What is a query point?
A new data point whose label or value we want to predict.
In KNN, what does “near” mean?
Small distance to the query.
What does KNN use to make a prediction?
Nearby stored examples.
What does brute-force search check?
Every stored item.
What is the goal of approximate search?
To search faster by checking fewer candidates.
Why turn data into features or vectors?
So that we can compare them computationally.
What does a distance metric measure?
How close or different two data points are.
In KNN classification, how is the class usually chosen?
By majority vote among the nearest neighbours.
What is the naïve exact search cost per query?

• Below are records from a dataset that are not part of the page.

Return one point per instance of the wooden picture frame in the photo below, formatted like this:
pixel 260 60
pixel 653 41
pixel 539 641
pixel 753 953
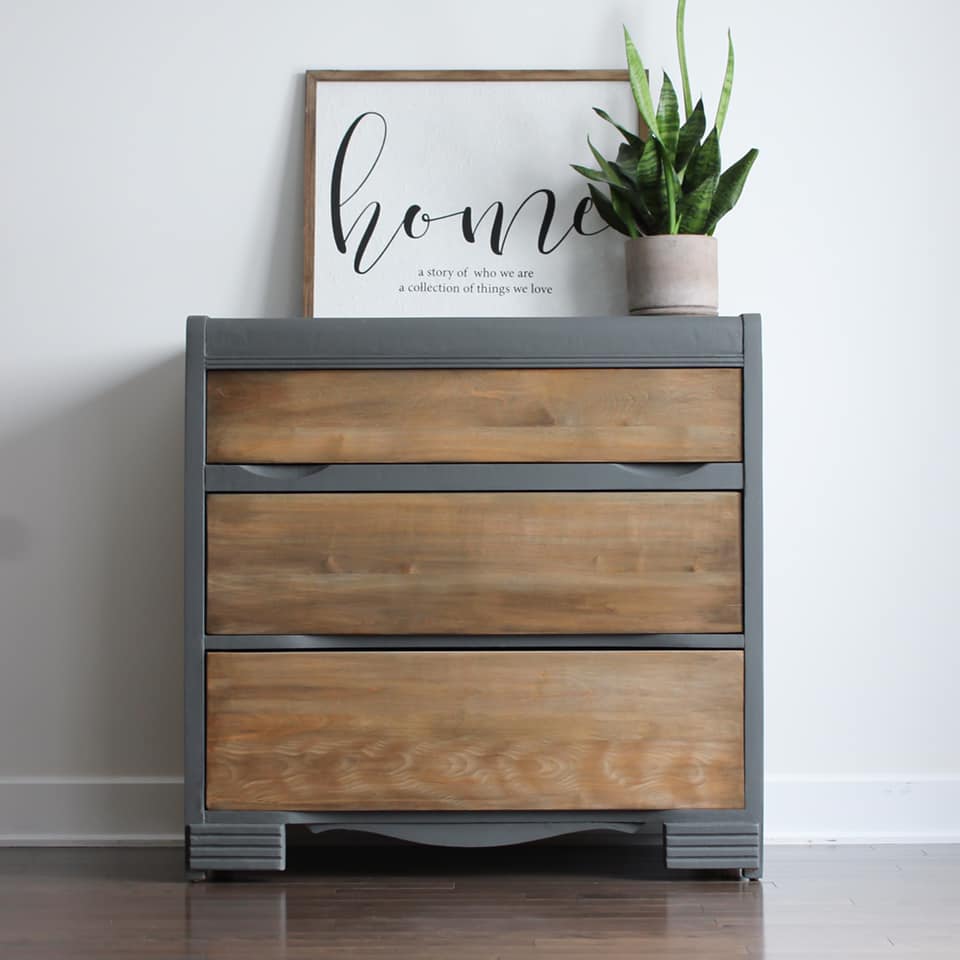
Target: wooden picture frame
pixel 468 206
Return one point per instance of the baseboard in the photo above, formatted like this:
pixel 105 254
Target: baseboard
pixel 147 811
pixel 862 810
pixel 90 811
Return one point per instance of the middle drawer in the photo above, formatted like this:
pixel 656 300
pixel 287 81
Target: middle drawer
pixel 474 563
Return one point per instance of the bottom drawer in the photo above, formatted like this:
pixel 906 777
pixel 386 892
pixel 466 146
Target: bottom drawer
pixel 475 730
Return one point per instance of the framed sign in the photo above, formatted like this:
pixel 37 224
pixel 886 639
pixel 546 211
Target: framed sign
pixel 450 193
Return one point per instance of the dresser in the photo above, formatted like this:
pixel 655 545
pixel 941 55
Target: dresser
pixel 474 582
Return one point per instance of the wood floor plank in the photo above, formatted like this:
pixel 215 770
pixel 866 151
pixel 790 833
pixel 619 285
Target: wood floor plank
pixel 525 903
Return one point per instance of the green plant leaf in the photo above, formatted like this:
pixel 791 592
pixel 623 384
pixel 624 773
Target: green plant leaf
pixel 690 136
pixel 631 138
pixel 727 86
pixel 729 188
pixel 598 176
pixel 628 156
pixel 694 208
pixel 622 208
pixel 611 174
pixel 640 85
pixel 671 185
pixel 682 54
pixel 605 209
pixel 651 189
pixel 704 163
pixel 668 117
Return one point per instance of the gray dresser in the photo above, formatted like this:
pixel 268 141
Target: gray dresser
pixel 474 582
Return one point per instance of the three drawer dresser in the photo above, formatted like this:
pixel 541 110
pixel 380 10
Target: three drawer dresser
pixel 474 582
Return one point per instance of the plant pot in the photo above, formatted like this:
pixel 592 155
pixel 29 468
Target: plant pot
pixel 672 275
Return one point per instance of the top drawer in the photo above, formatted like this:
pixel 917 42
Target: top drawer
pixel 451 416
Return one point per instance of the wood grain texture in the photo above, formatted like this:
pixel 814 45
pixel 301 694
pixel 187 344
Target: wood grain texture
pixel 315 77
pixel 393 416
pixel 474 563
pixel 475 730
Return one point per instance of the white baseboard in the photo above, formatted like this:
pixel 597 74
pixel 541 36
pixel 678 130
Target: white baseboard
pixel 137 811
pixel 91 811
pixel 862 810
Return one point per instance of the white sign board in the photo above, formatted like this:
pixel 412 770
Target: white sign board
pixel 451 194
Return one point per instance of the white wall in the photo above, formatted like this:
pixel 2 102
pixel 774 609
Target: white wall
pixel 151 167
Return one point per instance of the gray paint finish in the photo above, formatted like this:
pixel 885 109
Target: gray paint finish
pixel 219 840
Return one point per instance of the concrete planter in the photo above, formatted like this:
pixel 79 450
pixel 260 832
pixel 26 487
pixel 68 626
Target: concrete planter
pixel 672 275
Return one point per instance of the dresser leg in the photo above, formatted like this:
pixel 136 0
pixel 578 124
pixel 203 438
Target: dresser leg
pixel 713 846
pixel 231 846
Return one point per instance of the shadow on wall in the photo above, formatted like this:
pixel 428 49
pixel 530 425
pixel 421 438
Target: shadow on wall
pixel 91 580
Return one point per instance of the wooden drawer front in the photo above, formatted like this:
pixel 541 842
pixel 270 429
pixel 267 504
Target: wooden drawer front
pixel 390 416
pixel 474 563
pixel 545 730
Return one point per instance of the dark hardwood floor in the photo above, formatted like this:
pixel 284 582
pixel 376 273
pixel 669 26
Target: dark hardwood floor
pixel 412 902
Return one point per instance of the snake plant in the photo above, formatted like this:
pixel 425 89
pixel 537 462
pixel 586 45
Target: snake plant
pixel 670 180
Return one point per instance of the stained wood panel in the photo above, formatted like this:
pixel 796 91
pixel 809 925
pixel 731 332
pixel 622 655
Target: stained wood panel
pixel 477 730
pixel 474 563
pixel 391 416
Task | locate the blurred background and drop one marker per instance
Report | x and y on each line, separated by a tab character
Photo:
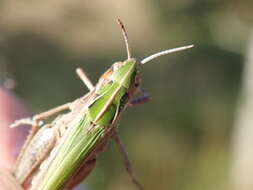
193	134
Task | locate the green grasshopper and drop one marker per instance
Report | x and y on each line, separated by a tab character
59	155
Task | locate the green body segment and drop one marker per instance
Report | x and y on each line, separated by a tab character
84	135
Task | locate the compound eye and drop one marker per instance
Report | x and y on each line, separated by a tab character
116	66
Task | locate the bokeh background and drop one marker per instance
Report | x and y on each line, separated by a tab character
184	139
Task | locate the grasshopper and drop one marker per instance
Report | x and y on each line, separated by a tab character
60	154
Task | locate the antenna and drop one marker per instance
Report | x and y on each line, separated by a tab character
161	53
125	38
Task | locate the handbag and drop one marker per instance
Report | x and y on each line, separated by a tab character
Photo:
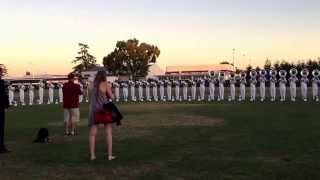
102	117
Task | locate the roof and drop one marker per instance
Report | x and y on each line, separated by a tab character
199	68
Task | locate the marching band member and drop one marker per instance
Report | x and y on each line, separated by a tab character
41	87
154	90
232	82
51	93
202	89
86	92
161	90
193	90
282	85
169	87
304	84
273	81
315	85
21	93
81	96
140	90
132	90
243	83
253	83
262	81
125	91
147	85
185	90
177	89
31	94
11	89
293	83
60	92
116	91
221	86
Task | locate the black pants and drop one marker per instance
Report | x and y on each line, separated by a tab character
2	115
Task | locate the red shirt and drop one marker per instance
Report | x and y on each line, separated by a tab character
71	93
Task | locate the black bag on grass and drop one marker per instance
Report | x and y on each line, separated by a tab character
115	113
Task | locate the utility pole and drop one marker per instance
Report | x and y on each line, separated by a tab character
233	53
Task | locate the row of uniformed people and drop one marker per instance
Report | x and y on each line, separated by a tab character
148	90
29	89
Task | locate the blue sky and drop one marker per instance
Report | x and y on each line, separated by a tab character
187	31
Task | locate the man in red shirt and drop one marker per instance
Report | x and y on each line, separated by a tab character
71	93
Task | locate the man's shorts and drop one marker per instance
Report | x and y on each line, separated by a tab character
72	115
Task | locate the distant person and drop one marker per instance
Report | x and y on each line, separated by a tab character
4	104
102	111
71	92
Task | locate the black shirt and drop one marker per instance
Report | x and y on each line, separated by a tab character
4	98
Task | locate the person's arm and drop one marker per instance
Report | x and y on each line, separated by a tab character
109	91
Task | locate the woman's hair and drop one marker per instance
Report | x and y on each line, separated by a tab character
100	77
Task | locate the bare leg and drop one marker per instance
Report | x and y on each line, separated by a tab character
92	141
108	132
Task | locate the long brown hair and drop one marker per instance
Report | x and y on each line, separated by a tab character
100	77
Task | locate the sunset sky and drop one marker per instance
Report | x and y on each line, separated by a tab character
42	36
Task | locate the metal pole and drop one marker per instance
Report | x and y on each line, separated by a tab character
233	58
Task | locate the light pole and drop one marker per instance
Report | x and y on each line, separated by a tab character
233	53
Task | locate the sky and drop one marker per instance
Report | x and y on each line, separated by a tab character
42	36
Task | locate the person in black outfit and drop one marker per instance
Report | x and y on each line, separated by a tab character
4	104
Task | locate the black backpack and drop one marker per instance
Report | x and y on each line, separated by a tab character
42	136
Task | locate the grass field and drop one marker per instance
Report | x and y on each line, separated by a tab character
172	141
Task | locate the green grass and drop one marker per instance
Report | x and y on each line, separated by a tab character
172	141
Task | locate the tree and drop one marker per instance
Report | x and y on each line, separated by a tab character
224	62
3	70
85	60
132	58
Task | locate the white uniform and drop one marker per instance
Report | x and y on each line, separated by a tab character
116	91
21	94
315	88
154	91
140	90
125	92
283	89
193	90
132	90
11	94
262	80
232	88
185	90
253	89
177	89
304	88
243	82
293	87
41	86
161	90
169	89
221	88
51	94
202	89
31	94
60	92
273	81
147	85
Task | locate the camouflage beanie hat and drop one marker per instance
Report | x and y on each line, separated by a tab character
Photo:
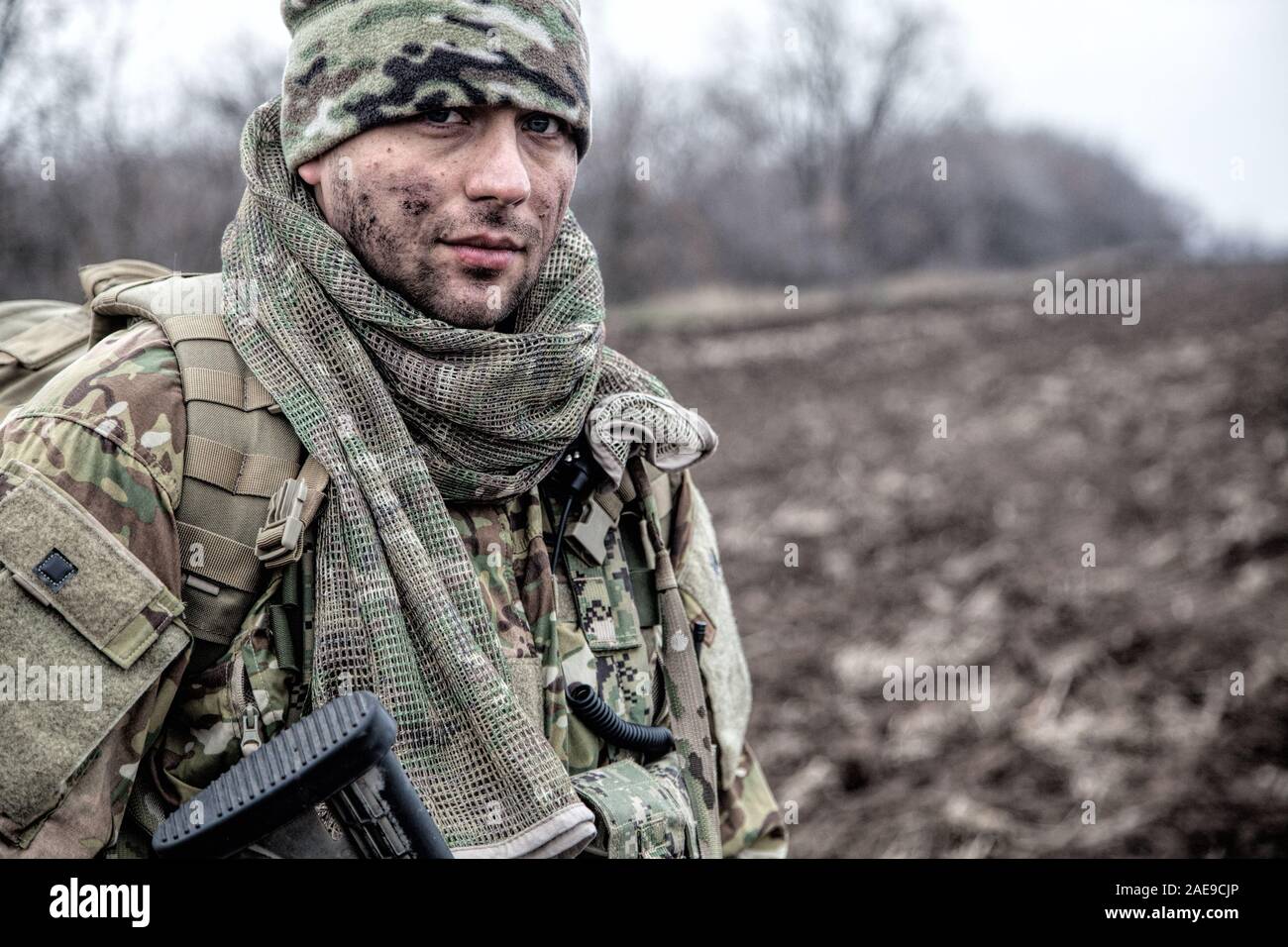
360	63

O(nd), where n is stored examples and d is features.
What is a candidate set?
A smaller group of promising items checked in detail.
What is a feature?
A measurable property used to describe a data point.
Why is B closest to q = (2, 2)?
B = (2, 1), so d(q, B) = 1.
In KNN regression, how is the value often predicted?

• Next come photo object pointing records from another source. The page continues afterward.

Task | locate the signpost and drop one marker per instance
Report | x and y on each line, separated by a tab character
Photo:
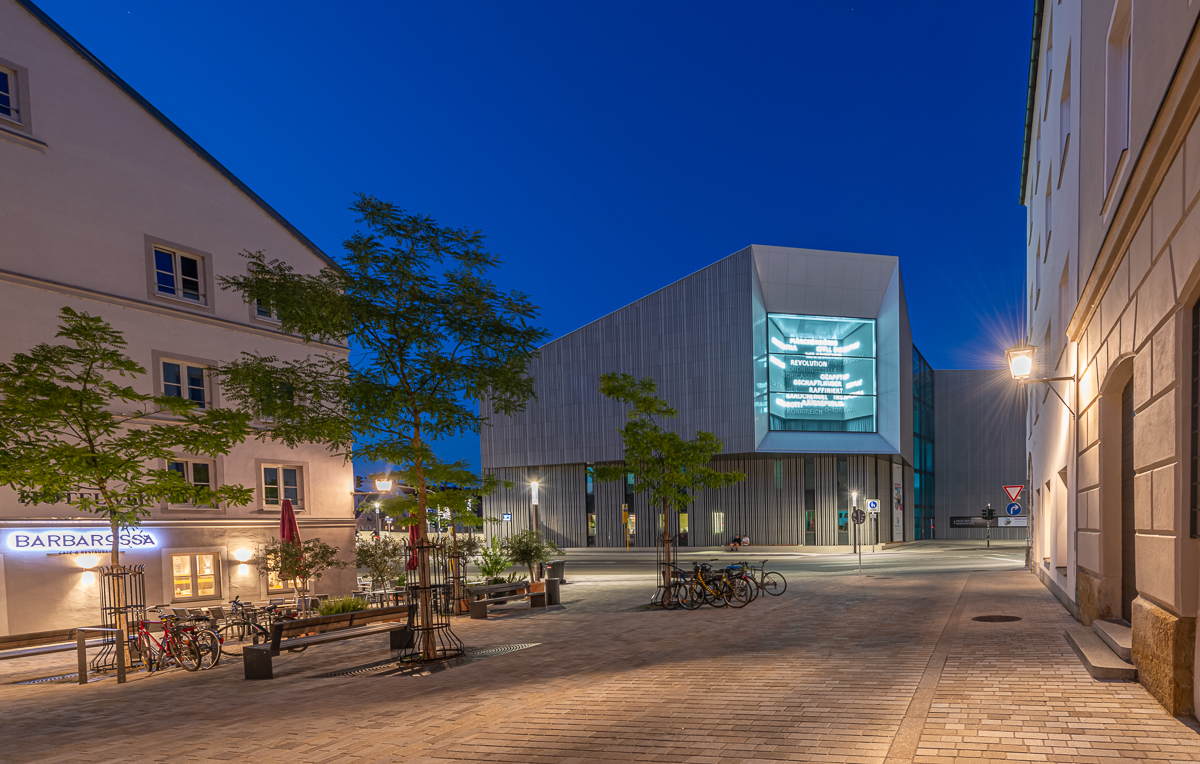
989	515
859	517
873	511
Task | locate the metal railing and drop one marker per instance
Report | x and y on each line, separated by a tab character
82	651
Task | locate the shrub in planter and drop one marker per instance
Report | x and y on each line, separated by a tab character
336	606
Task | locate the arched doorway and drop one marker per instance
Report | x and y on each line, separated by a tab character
1128	529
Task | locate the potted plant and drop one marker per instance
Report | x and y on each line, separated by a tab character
529	548
492	561
300	563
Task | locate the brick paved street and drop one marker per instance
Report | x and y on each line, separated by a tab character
840	668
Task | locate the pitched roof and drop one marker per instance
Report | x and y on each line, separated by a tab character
88	55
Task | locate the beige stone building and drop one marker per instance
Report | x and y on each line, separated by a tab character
1110	179
109	208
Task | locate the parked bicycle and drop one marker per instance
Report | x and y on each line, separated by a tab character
173	649
241	621
766	581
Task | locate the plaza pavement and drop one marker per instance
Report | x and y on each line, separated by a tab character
874	669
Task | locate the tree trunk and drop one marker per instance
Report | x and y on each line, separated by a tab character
426	637
666	555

By averaging the values of the nearest neighbours.
Why is brute-force search exact?
Because it checks all stored examples before choosing neighbours.
What is the intuition behind locality-sensitive hashing?
Similar items are more likely to fall into the same bucket.
Why does representation affect KNN?
Because distance, and therefore “near”, depends on the representation.
Why did we “look first, calculate second”?
To build visual intuition before applying the distance formula.
What does (k) control?
The number of neighbours used for prediction.
Why can KNN prediction be expensive at scale?
Because neighbour search happens when the query arrives.
What trade-off appears in approximate search?
Faster search may reduce exactness or recall.
What can go wrong with a poor representation?
Similar items may look far apart, or dissimilar items may look close together.
Why might Euclidean distance fail?
The representation or feature scales may not reflect meaningful similarity.
Why can changing (k) change the prediction?
Because it changes which neighbours influence the vote or average.
Why is exact search costly for 10⁶ items and 512 features?
One query may examine over 500 million feature dimensions.
Why evaluate recall or search quality?
Because the true nearest neighbours may be missed, which can affect the final prediction.